Understanding the Graph of g(x) = 0.5x³ + 4
The function g(x) = 0.5x³ + 4 is a cubic function characterized by its unique S-shaped curve, known for its turning points and end behavior. Let’s break down its components and how it influences the graph.
Key Features of the Function
- Leading Coefficient: The leading coefficient is 0.5, which means the graph will rise to the right and fall to the left. This is typical for cubic functions where the leading coefficient is positive.
- y-Intercept: The y-intercept occurs when x = 0. Plugging this value into the function gives g(0) = 0.5(0)³ + 4 = 4. Therefore, the graph crosses the y-axis at (0, 4).

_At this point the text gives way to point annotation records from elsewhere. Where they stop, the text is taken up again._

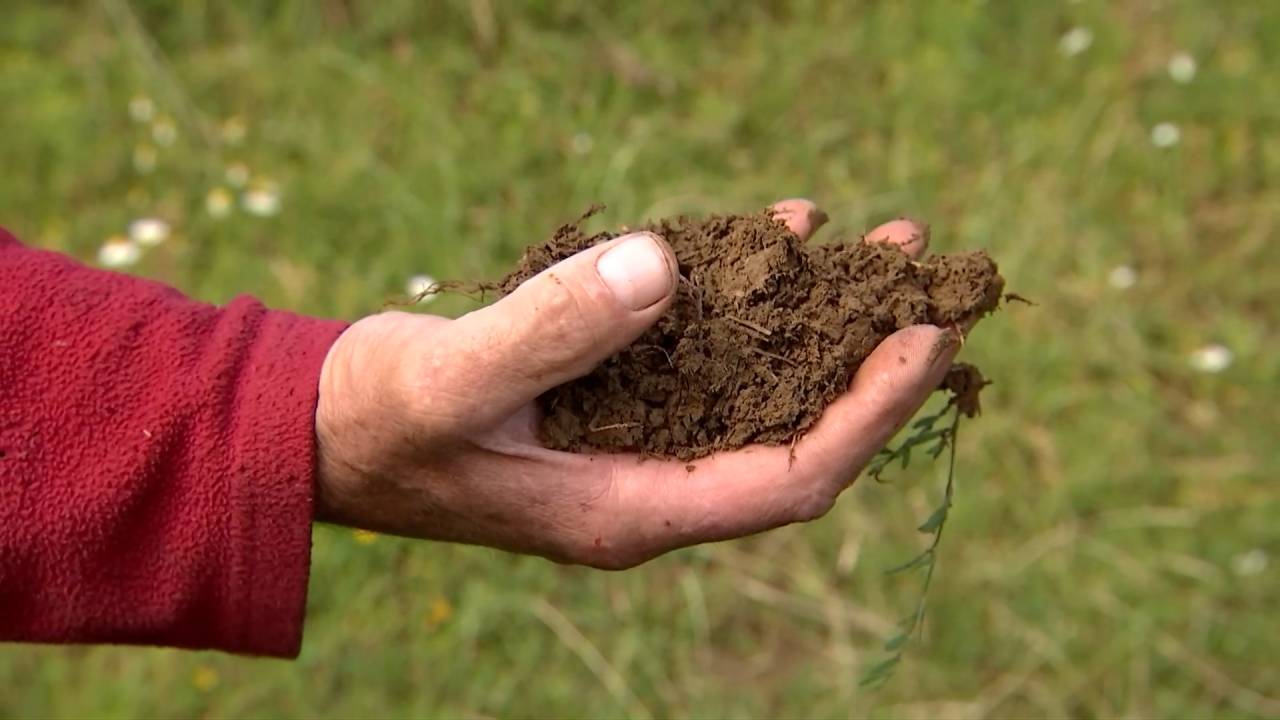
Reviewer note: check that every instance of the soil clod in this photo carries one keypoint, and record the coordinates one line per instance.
(764, 333)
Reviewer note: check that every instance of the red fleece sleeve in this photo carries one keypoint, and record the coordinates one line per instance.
(156, 461)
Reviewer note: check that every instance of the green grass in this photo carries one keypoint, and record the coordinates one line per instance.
(1104, 500)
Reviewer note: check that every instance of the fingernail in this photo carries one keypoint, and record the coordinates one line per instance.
(636, 270)
(942, 354)
(919, 241)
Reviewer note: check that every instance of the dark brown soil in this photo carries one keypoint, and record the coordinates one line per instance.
(764, 333)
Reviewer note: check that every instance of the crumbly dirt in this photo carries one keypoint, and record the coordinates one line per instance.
(764, 333)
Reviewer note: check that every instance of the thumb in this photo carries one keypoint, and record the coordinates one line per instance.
(560, 324)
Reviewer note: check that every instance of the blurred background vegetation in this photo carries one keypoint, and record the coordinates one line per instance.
(1114, 545)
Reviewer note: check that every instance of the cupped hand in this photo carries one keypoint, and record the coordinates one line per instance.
(426, 427)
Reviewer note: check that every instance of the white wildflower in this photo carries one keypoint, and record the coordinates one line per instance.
(164, 132)
(1251, 563)
(1182, 68)
(1123, 277)
(1075, 41)
(236, 174)
(261, 200)
(1212, 358)
(419, 285)
(218, 203)
(149, 232)
(1165, 135)
(118, 253)
(141, 109)
(144, 158)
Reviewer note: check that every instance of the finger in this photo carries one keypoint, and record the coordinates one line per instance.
(556, 327)
(801, 217)
(757, 488)
(909, 236)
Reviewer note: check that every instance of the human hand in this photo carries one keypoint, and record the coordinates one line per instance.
(426, 427)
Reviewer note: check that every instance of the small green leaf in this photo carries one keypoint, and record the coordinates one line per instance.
(935, 520)
(896, 642)
(918, 561)
(880, 671)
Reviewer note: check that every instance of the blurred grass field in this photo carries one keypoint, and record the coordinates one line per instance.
(1114, 548)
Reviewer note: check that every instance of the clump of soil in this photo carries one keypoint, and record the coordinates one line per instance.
(764, 333)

- End Behavior: As x approaches positive infinity, g(x) tallies to positive infinity as well, and conversely, as x approaches negative infinity, g(x) will also trend down towards negative infinity.
Graphing g(x) = 0.5x³ + 4
To sketch the graph:
- Start with the y-intercept at (0, 4).
- Determine additional points by choosing values for x. For instance:
- g(1) = 0.5(1)³ + 4 = 4.5
- g(-1) = 0.5(-1)³ + 4 = 3.5
- g(2) = 0.5(2)³ + 4 = 8
- g(-2) = 0.5(-2)³ + 4 = 0
- Plot these points on the graph.
- Notice the curvature between these points, reflecting the S-like shape of a cubic function.
Conclusion
In summary, the graph of g(x) = 0.5x³ + 4 is a smooth curve that demonstrates the typical behavior of a cubic function. With its distinct turning points and the shift upwards by 4 units due to the constant term, it presents a visually appealing depiction of polynomial growth.